Alternatively, you can add these aliases when you edit each node under the heading URL path settings.

A programmatic solution

The above example of using the Path Module is great when you only have a handful of pages to alias. But consider a migration that has 250,000 pages to remap. If you are using a migration script, you can create these aliases on the fly during the import process using Drupal's path_set_alias() function. <?php

require "includes/bootstrap.inc"; drupal_bootstrap(DRUPAL_BOOTSTRAP_FULL);

$node = new stdClass();

// Here you would look up your old article information and populate the node object. $node->title = $old_title; // etc.

// Next you would want to create some logic to reconstruct your old URL // example.com/2008/10/18/my-old-url.html -- use: $old_url = "2008/10/18/my-old-url.html";

// Save the node in the database node_save($node);

// Save the new alias based on your old URL if ($node->nid) { path_set_alias('node/' . $node->nid, $old_url, NULL, 'en'); }

?>

A Drupal module solution

So, what if you want visitors to see your new Drupal-style URLs and you also want search engines to start indexing them? Well, one option would be to use the Global Redirect module.

When the Path module creates an alias, it does not remove access to the original path. So, /node/123 and /your-aliased-url will both show the same content. This can be a detriment to your search engine rankings because they frown on duplicate content. The Global Redirect module solves this problem by creating a 301 status code to permanently redirect from /node/123 to /your-aliased-url.

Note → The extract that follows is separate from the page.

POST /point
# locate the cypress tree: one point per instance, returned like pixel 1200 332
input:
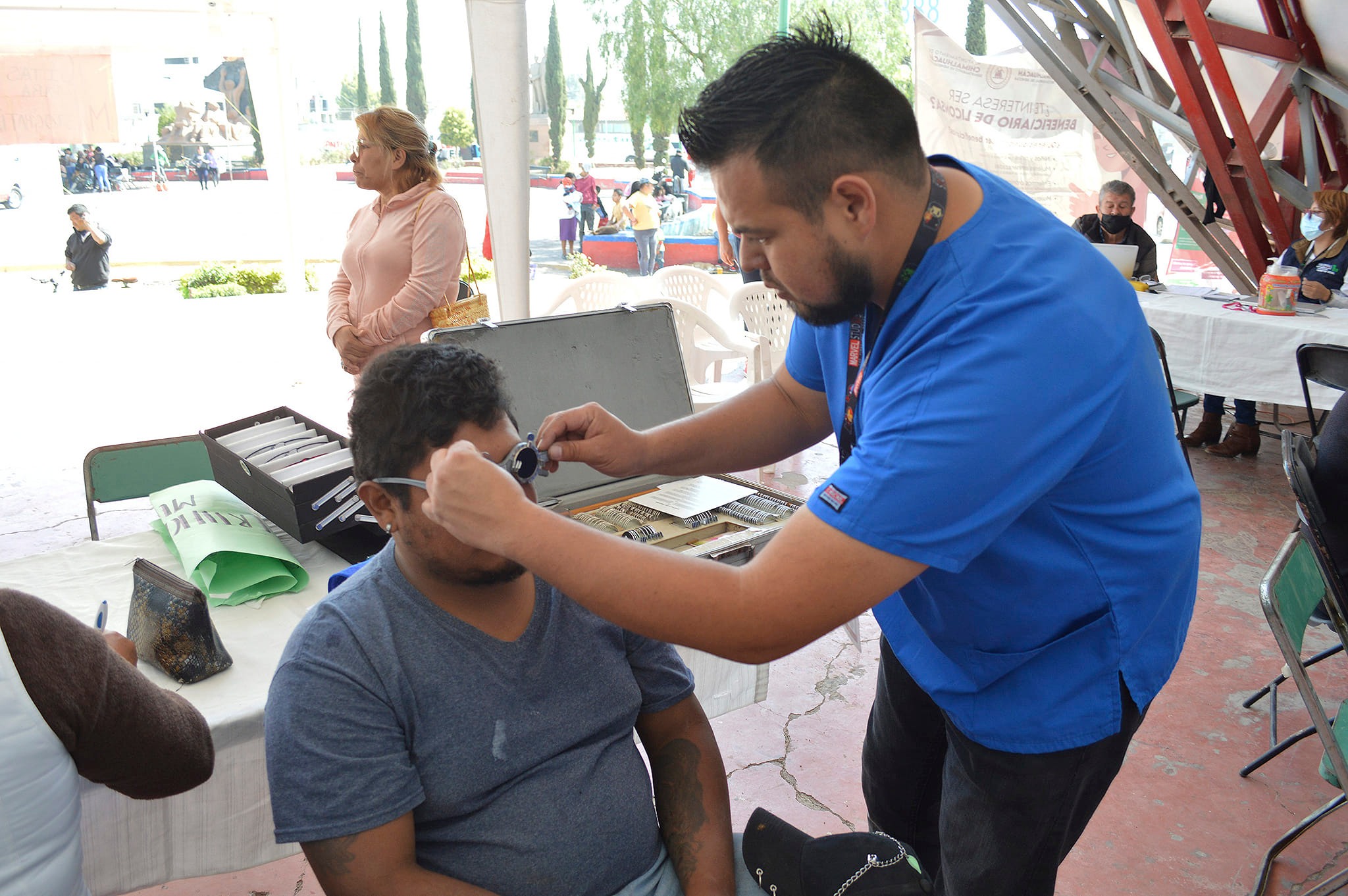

This module can also be used in conjunction with the mod_rewrite rules above. If you rewrite /index.asp?id=123 to /node/123 and create the URL alias of /my-aliased-node for /node/123, Global Redirect will essentially tell visitors that /index.asp?id=123 should be permanently redirected to /my-aliased-node.

As you can see, there are many options for capturing your old URLs. No matter what solution you choose, be sure that people coming to your site are seeing what they expect. With a little bit of planning, your visitors won't notice a thing and you won't hurt your valuable relationship with the search engines.